The Sun reports that the patient arrived at the Royal Gloucestershire Hospital after claiming to have arranged his military collectibles, slipped and fallen on a 17 cm by 6 cm armored penetrating rocket. It was later identified that the shell belongs to a 6-liter cannon 57mm tank anti-tank weapons that were common in World War II in the British and American armies and earned the nickname "British six-pounder anti-tank cannon.”

"The patient was found with ammunition in his anus. He claimed to have placed the ammunition on the floor, and to have slipped and fallen on it. He was in severe pain," a Gloucestershire police spokesman confirmed to 

After realizing his distress, the patient turned to ER doctors who heard about the object and called for the help of ammunition professionals and the EOD. 

"As in any incident involving ammunition, the relevant safety protocols have been followed to ensure that no risk is found to patients, staff or visitors at any time," a hospital spokesman said in a statement posted on Insider.

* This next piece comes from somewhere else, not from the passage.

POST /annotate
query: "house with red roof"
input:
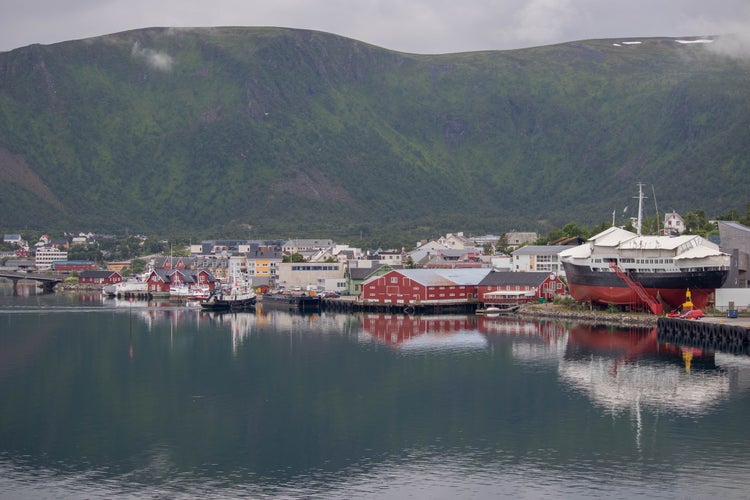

The pointed lead block designed to break tank armor was identified as not dangerous and was safely removed from the patient's rectum. He was released from the hospital and is expected to fully recover. 

Cooper added: “It was an inert metal block so there was no risk to life - at least not to anyone other than the patient. The patient could have died if the point of the ammunition had pierced his intestines.”

In another case, medics found 15 boiled and peeled eggs in a patient's anus. The patient suffered a perforation in part of the colon, which led to air and fluid being trapped in the abdomen. 

The patient underwent surgery which revealed that he was suffering from peritonitis due to fecal leakage. 

"The eggs were removed to the best of our ability and the abdominal cavity was thoroughly rinsed," a case study reported. After surgery, the patient was followed up in intensive care and several days later was discharged in good condition.